The big news this week: Marie-Jo and I have finally jumped through all the legal hoops required for a freelancer/foreigner mortgage and have purchased our first joint home, right in the heart of Montreal’s Plateau – not bad considering we only began looking less than three weeks ago. It’s still over a month before we get the keys, so in the meantime I’ve been impatiently recreating the main room in Google SketchUp. That’s right, those aren’t shots of a terrible port of The Sims below, but a virtual recreation of my future abode – click the images for the full-size versions.

SketchUp is free to download and I’m sure is easy to pick up even for non-videogame developers, (well, easier than a full-blown 3D package), but I’d certainly recommend it to other devs looking to try out colour schemes and various furniture layouts in advance of moving into a new place.
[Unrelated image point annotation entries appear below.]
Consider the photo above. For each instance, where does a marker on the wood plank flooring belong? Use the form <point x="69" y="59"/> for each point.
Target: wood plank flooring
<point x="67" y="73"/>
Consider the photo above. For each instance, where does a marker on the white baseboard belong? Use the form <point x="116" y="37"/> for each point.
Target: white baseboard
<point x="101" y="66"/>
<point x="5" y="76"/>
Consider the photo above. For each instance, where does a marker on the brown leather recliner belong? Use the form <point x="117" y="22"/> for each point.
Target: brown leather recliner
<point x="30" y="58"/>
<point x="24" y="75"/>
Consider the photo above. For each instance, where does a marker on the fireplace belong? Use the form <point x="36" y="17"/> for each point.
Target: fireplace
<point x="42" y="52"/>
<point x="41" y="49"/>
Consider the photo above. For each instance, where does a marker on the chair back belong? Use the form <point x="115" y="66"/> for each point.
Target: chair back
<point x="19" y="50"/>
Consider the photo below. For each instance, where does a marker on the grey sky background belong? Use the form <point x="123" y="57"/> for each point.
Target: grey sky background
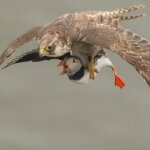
<point x="41" y="110"/>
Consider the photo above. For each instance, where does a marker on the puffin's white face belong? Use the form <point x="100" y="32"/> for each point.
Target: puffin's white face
<point x="52" y="45"/>
<point x="74" y="65"/>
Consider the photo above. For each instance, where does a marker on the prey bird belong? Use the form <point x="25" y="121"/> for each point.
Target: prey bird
<point x="84" y="34"/>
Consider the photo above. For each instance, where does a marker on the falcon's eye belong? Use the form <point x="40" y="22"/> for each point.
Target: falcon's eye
<point x="74" y="61"/>
<point x="49" y="47"/>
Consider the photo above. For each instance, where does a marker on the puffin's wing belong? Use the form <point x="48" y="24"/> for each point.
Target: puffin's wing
<point x="130" y="46"/>
<point x="22" y="39"/>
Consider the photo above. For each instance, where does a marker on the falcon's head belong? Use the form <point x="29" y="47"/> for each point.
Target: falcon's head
<point x="52" y="45"/>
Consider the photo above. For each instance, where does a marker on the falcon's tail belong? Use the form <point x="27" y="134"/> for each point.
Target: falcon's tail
<point x="18" y="42"/>
<point x="120" y="13"/>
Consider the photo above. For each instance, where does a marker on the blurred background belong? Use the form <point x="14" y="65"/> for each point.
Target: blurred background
<point x="41" y="110"/>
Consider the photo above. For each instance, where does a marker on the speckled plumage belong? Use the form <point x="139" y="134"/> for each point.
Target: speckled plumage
<point x="85" y="33"/>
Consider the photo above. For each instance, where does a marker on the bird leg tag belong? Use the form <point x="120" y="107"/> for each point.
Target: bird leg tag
<point x="118" y="81"/>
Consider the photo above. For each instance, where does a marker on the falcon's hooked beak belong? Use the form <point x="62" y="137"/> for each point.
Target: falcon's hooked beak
<point x="91" y="67"/>
<point x="42" y="52"/>
<point x="45" y="52"/>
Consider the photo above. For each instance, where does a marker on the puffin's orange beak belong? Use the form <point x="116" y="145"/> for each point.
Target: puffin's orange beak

Our level design team is currently churning out levels created in SketchUp, allowing them to quickly prototype layouts and test them in the engine well in advance of an artist with years of Max/Maya experience having to get involved as the Pro version allows export to real production 3D packages. As such, I’ve added it to the resources area of the sidebar as anyone interested in level design could do far worse than begin playing around with this.

Props can be downloaded from the large online user-created library for free, (I’ve managed to kit it out with the real-world IKEA furniture we already have), as well as approximations of other things. And it certainly wouldn’t be a good layout if I didn’t first figure out where I’m going to be gaming for the forseeable future – even items such as the TV and consoles here have all been pre-created by an avid userbase, (to greater or lesser quality). Imagine a time when we’d no longer have to spend months of valuable development time recreating weapons and urban landscapes for the millionth time and could simply import them from huge, free online libraries.